I was the first out of my friends to move in, so basically I was the guinea pig. I had to be the one to tell them "how it is" and "what to expect." It's hard because even if your having trouble adapting, you don't want to be that friend that hates college. Not gonna lie, I was extremely sad to leave my friends at home, and I was pretty nervous to start a new life. I feel like everyone is even if they don't admit it. However, I was really excited because from what people told me, I was gonna make all these new friends, go to parties, and find activities that spark my interest in a future career. I expected this all to happen right away.
Well... Kinda.... Sorta...
No
During the first week of college, I remember wondering where my "squad" was. Where were the people that shared a love for cheeseburgers and dogs like my friends at home did? Looking through social media, I saw post after post with groups of college girls going out together. Why didn't I have that? There were people that I would say hi to but, everyone already seemed to have their group. This however isn't actually the case. At all.

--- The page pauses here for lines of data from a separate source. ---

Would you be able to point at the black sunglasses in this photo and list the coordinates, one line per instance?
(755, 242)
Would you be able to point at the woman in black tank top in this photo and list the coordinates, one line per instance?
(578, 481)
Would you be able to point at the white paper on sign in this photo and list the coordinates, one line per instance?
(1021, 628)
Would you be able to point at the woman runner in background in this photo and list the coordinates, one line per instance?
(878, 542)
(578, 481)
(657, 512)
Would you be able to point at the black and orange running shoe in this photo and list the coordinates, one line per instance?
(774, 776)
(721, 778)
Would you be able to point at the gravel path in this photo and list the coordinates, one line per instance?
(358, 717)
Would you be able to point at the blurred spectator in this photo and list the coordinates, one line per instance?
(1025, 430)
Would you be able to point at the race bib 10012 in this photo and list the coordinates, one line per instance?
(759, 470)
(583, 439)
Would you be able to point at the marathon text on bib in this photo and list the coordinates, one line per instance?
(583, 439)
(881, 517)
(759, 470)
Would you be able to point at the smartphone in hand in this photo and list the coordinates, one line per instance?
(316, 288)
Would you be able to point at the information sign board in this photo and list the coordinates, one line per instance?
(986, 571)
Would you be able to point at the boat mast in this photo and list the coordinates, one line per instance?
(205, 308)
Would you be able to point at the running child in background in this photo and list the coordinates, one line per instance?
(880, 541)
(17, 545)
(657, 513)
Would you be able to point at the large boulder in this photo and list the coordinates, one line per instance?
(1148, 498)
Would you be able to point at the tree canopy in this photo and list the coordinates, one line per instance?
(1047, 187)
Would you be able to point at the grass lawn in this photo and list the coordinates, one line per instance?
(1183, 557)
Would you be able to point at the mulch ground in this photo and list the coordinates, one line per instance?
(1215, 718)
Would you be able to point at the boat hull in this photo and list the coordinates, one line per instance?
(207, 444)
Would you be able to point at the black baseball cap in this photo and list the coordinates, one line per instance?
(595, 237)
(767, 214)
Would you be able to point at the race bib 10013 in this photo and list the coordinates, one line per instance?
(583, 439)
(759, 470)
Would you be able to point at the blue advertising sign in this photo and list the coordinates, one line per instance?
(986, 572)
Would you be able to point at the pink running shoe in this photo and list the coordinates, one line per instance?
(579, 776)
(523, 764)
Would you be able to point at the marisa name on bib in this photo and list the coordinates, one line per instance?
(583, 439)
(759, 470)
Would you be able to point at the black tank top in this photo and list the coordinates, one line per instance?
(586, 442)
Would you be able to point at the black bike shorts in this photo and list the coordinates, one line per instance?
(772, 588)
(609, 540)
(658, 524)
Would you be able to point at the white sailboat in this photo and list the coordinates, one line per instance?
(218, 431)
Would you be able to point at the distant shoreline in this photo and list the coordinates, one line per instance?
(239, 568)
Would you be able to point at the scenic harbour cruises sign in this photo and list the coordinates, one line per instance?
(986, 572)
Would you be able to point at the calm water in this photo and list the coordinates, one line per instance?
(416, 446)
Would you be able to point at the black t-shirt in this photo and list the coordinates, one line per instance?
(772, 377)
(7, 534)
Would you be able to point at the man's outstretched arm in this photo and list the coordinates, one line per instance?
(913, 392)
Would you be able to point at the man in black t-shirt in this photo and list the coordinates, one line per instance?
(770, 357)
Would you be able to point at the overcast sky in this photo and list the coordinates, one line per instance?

The same applies for going to class and joining clubs/ activities. Sitting in on my first lecture, I couldn't help but think, "What am I doing here?" or "This isn't what I want to do with my life," and the most famous of them all: "What do I want to do with my life?" I immediately thought I wouldn't be able to handle the workload, and I just wasn't cut out for this whole college thing.
Even though I've only been a college student for nine weeks, I've learned that everything takes time. As much as you want to believe you are alone, and that no one else is in the same predicament as you, it's not true. In fact most people if not all deal with these same exact feelings. Everyone is still trying to figure themselves out and adapt to a new environment, which is totally okay.
If I could give one piece of advice to anyone with these same feelings, I'd say give it time. You will find friends, you will go to parties, and you will find your passion. It certainly didn't happen right away for me, but I'm on the path to genuinely making this experience "the best four years of my life".